“It wasn’t so monumental as all that,” she confessed. “I just had a crush on you.”
She popped a piece of fried okra in her mouth. A fetching side-grin followed, and he had never wanted to taste something more.
And that’s the moment Chase knew the mayor had left the building. The pasture, really. The confession that she had liked him over a decade ago delighted him more than it should, mostly because it meant she had laid down her guard. Sure, she had spent the better part of their meal making list after list inside her notebook—his wild ideas, her fiscally-conservative and snooze-inducing ideas, and ideas upon which they both agreed—but now, as talk of the sesquicentennial wound down and the sun slipped lower on the horizon, confessions seemed to be the order of the evening.
“So how does an Ivy League-bound valedictorian end up mayor of her hometown?” Chase asked.
She shrugged as if she genuinely didn’t know. Gretchen was the smartest person he had ever met. And he already knew she had an aversion to winging it.
“I knew I wanted to do law, and I interned at a bunch of firms—divorce, family, criminal. I guess I grew tired of the cyclical nature of it. Repeat offenders. Parents who hadn’t learned a single lesson. Marriages falling apart for all the same reasons. It was a little like treading in wet sand, never getting anywhere. I wanted to make a real difference, for the greatest number of people. So I set my sights on state attorney general. But first I have to prove that I can lead large numbers of people. Win over an electorate. Respect the office I hold. Turn things around.”

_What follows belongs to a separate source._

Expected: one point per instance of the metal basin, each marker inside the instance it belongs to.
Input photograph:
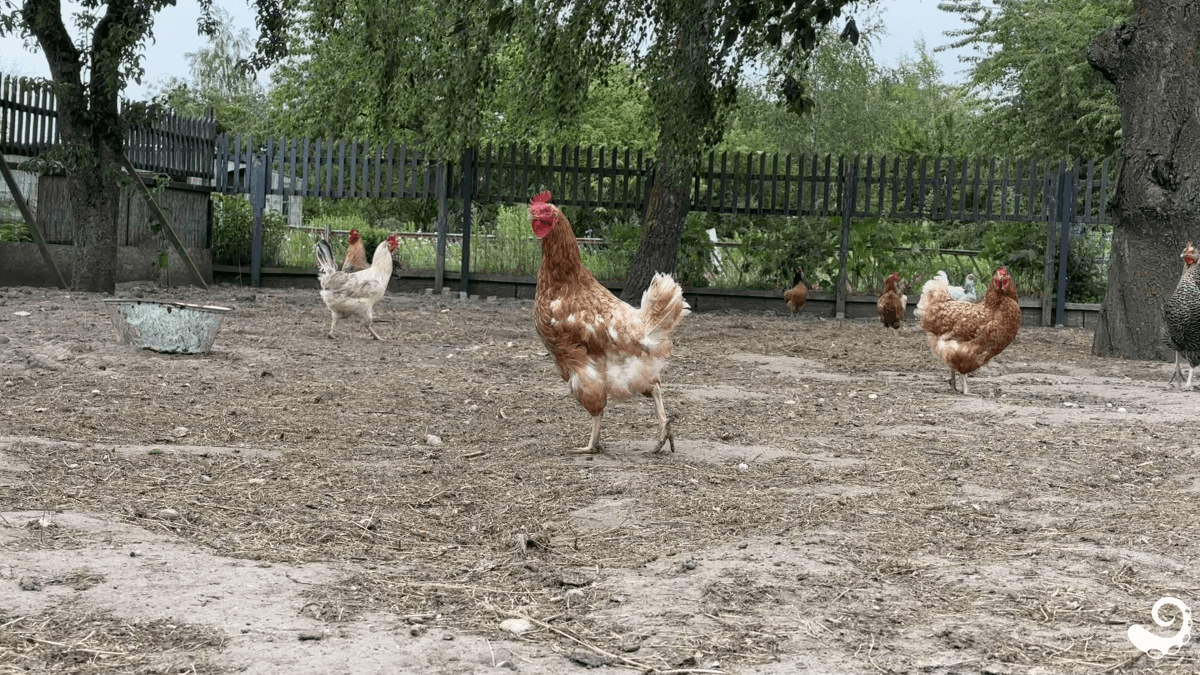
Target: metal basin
(166, 326)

“Most politicians I’ve met are jaded.”
“It’s easy to slip into that mindset. The nature of government, by its sheer size and complexity, defaults to complacency. The path of least resistance. But if I remind myself, every day, that this isn’t a job, it’s a privilege, that people believed in me enough to exercise their inalienable right to vote for me, who wouldn’t feel special?”
“Sounds like a lot of pressure.”
“You must know something about pressure.”
“Not really. If I fail in the arena, no one to blame but me. Can’t even blame the animal. He’s reacting, what comes naturally. I’ve never considered anyone else. Not until this investment came along.”
At the mention of their point of division, the conversation stalled. Chase wanted to bite back his words, but he had already shoved her back into her mayoral role. Desperate times called for desperate measures. He brushed crumbs from his hands and vaulted down from the truck bed. Boots in the dirt, where he felt most stable.
“Time for you to try your hand at being a bull rider.” He pointed at the rusted, coil-spring “bull” inside a cluster of trees, which he had mastered at six. It didn’t have a proper saddle, just a weathered old bull rope.
“Ohhh, no. No-no-no-no.”
“Because that would be winging it.”
“You don’t understand. I’m the least coordinated person in Close Call. Maybe on Earth.”
“You walk on those stilts all day.” He nodded toward the sexy heels she had slipped off when she crawled into his truck bed. Nearly gave him a hard-on just looking at them there.
“I walked into the glass divider inside the library once,” said Gretchen.
“The barrel is completely safe. No broken bones. I promise.”
“I’m not exactly dressed to straddle that—that death trap over there.”
His most immediate, practical solution? Take off the skirt. That was also his second, third, and fourth solution.
“I have a pair of overalls behind the seat.”
“And where do you propose I change into said overalls?”
Chase shrugged. “Tint’s dark. I won’t see a thing.”
“Your tint is likely illegal. As is the decibel level of your muffler.”
“Do you ever stop being mayor?”
“No
.”
“Best stress relief you’ve ever had.”
“Yoga works fine for me.” Her voice was straight party line, convincing until she added, “And the occasional round of darts where I envision Dale Euclid’s nose as the bullseye.”